Over on the excellent Project Syndicate, Jean Pisani-Ferry outlines a reason not to simply dismiss the rejection of experts by populist movements. He is spot on when he points out that policy experts tend not to pay sufficient attention to the effects of change on individuals or groups within society, as long as benefits accrue in aggregate:

As Ravi Kanbur of Cornell University pointed out long ago, economists (and policymakers) tend to look at issues in the aggregate, to take a medium-term perspective, and to assume that markets work well enough to absorb a large part of adverse shocks. Their perspective clashes with that of people who care more about distributional issues, have different (often shorter) time horizons, and are wary of monopolistic behavior.

Of course, the (perceived) needs of the few versus the benefits accruing to the many is a moral question, not simply an quantitative one.

From a Christian ethical viewpoint, negative effects on the few matter a great deal, if those few are poor or powerless. Think, for example, of the socially progressive concerns reflected in Deuteronomy or the Old Testament prophets.

But even if we can agree on this, who gets to speak for the poor?

At the moment, the progressive elite and economic experts are united in their focus on aggregate effects.

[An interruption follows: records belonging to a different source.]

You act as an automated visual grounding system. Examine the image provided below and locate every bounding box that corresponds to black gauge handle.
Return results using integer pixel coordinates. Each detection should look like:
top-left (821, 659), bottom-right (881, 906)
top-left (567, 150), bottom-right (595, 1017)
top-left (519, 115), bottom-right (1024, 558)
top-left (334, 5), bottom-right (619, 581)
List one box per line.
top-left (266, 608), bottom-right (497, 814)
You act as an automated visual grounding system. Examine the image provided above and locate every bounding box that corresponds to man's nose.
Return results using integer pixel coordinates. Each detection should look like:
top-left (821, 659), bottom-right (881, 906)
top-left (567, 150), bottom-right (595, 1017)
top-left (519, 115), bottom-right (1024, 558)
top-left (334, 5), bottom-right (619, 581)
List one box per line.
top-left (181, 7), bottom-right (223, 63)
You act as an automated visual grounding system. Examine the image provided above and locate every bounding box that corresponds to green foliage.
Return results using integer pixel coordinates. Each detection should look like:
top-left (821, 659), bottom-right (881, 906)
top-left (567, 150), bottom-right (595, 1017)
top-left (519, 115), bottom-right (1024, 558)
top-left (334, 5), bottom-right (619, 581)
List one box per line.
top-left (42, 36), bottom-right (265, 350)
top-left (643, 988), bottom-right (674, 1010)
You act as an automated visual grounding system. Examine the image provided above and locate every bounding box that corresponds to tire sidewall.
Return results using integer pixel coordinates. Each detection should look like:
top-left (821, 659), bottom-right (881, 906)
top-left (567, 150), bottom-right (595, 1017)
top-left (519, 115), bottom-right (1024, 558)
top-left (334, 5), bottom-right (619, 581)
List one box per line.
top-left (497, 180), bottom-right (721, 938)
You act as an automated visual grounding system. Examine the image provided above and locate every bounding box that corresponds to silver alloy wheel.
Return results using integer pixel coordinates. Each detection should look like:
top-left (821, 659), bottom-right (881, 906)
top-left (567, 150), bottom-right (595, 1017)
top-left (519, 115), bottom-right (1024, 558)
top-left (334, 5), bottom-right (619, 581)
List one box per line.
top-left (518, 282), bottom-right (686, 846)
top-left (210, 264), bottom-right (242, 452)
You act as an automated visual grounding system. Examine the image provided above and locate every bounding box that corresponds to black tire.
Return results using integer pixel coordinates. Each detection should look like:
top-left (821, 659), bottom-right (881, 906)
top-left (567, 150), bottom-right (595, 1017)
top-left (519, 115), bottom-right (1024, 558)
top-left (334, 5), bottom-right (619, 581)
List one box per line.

One suspects that this is partly because those aggregate effects also provide personal benefits to both groups—because both groups are generally well-educated, and as a result often well-off.

But these aggregate effects often fail to reflect the real negatives faced by many individuals, and indeed many groups within British society. This is especially true of many communities in the North of England and on the fringes of major cities, for people who are not recent immigrants, or for skilled workers.

I have been frustrated to see well-off, well-educated EU supporters projecting their legitimate distress over EU exit onto those poorer people who voted to leave. These comments have often been extraordinarily patronising.

But to me, the vote to leave had at least one real positive. It showed a great benefit of democracy: when an elite (and the Bremainers are part of the elite) can no longer hear and understand the concerns of the very people they devoutly want to speak for and protect, the elite are compelled to listen through the exercise of universal franchise. Many left-wingers have suggested that Parliament could overrule the decision, which is technically true, but betrays a deep-seated inability to hear from others.

Thankfully, democracy can give voice to the voiceless, no matter how unpalatable the message is. And in terms of Christian ethics, that is a valuable part of our society’s structure.